Having a band make its way from the other side of the world, from a major European city not entirely well known to Americans, just to play at the back of a kombucha shop in the Midwest, greatly intrigued me. Upon seeing their name on the poster, I was determined to check it out. Zmar played second on the night. The first band that played was from Davenport, and had one of those spindly, hard to read black metal logos on the poster. They honestly weren’t really that enjoyable, so I’m not going to try and decipher their name or write much about them. 

Zmar though, were extremely enthralling. They played songs from their album Napořád which was released in May of last year. Vocals were howled and hissed like they were in desperation for survival. The lyrics in Czech emphasize this notion, with them being about manmade issues like patriarchy destroying the lives of women, and war wrecking the reality of many. It stabs at the most intrinsic of reactions.  

Napořád Album Cover. Image via Zmar

Backing this are these suspensions of dark, chaotic, and clouded instrumentation. It gave the songs a somewhat desolate atmosphere. Behind nearly each one though is this rupturing feeling of optimism, like streaks of light gleaming through the slits in the clouded dust. It builds the sentiment that if we try and stand up against systems of oppression, we can carry the world into a better place, even through all the pain and wreckage that it faces now. Even within the chords it would resolve on an uplifting hopefulness, and then ground itself in a tumultuous reality, before oscillating back again. It wills beauty into an unsightly world. 
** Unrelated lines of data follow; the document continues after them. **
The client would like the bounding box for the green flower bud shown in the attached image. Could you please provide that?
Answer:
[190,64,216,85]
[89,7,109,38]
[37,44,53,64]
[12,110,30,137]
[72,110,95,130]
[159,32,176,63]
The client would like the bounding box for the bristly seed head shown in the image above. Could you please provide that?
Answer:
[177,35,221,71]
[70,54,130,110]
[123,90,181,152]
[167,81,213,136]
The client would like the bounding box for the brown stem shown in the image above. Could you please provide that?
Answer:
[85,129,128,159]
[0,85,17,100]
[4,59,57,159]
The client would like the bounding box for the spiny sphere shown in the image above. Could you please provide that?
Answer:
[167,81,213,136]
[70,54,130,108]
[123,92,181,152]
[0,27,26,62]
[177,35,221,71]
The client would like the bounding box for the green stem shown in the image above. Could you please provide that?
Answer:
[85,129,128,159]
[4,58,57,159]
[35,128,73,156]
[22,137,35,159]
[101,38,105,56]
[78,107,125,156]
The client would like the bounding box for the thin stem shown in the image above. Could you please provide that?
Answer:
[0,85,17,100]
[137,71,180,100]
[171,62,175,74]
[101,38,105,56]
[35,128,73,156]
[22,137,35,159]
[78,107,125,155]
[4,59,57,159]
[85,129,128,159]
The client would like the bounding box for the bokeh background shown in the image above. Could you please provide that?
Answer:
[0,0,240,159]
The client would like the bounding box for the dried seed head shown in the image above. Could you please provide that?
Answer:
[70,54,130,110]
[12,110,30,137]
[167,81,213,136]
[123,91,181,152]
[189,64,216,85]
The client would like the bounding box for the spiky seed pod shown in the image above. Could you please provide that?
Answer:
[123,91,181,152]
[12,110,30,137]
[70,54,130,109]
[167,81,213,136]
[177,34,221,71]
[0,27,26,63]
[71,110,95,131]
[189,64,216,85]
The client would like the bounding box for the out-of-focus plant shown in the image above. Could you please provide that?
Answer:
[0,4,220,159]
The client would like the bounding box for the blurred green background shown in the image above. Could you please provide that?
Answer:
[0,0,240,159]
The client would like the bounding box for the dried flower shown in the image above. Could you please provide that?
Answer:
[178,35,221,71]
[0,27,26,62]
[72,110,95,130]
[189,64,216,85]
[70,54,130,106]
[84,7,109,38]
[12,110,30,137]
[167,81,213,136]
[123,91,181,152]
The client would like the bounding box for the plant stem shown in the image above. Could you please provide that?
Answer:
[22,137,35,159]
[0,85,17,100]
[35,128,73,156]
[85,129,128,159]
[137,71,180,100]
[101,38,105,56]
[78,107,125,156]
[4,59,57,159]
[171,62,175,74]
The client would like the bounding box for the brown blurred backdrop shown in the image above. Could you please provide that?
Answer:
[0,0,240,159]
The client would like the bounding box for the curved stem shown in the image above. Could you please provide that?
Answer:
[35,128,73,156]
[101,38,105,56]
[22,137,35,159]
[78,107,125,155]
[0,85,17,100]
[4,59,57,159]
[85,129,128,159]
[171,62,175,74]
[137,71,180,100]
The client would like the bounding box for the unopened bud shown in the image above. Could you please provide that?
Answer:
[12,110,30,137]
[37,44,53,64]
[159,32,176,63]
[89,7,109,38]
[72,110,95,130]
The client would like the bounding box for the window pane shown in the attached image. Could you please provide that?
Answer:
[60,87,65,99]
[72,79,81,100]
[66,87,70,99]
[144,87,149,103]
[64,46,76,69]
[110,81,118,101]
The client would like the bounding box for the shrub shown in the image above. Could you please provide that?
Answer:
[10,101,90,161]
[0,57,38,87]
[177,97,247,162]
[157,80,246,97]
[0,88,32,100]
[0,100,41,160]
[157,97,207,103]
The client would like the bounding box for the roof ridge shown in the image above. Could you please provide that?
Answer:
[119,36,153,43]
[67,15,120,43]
It mirrored the images of the performance. The dark figures of the band were backlit by a spotlight angled on the ground, kind of like a low rising sun radiating on the peaked edges of dark mountains. Each member played with an unfeigned energy and immense vivaciousness. Despite the small, cold blue room that was still sparse with people, Zmar were able to transmit electricity through the few bodies of conduction that were there. It’s something that they are used to. Michal, the band’s vocalist, told me that small, tucked away venues like Wild Culture Kombucha were what they were used to playing in. For me, the piercing hopefulness of their performance reached that holy moment of fantastic live art where it sent literal chills coursing across my skin. 

Full Zmar set at Wild Culture

Zmar came through Iowa City after playing Zegema Beach Records’ ZBR Fest, which got silly to say the least, during that weekend in Chicago. Coming along with them was screamo band Niboowin who gave just as great of a performance. Their new album giving in would come out later that week. Their set consisted of tearing, dynamic tracks with band members sometimes interchanging lyrics. Each song was lashed out in real visceral expression. Both bands are putting out some of the most musically spirited and emotionally punctual screamo.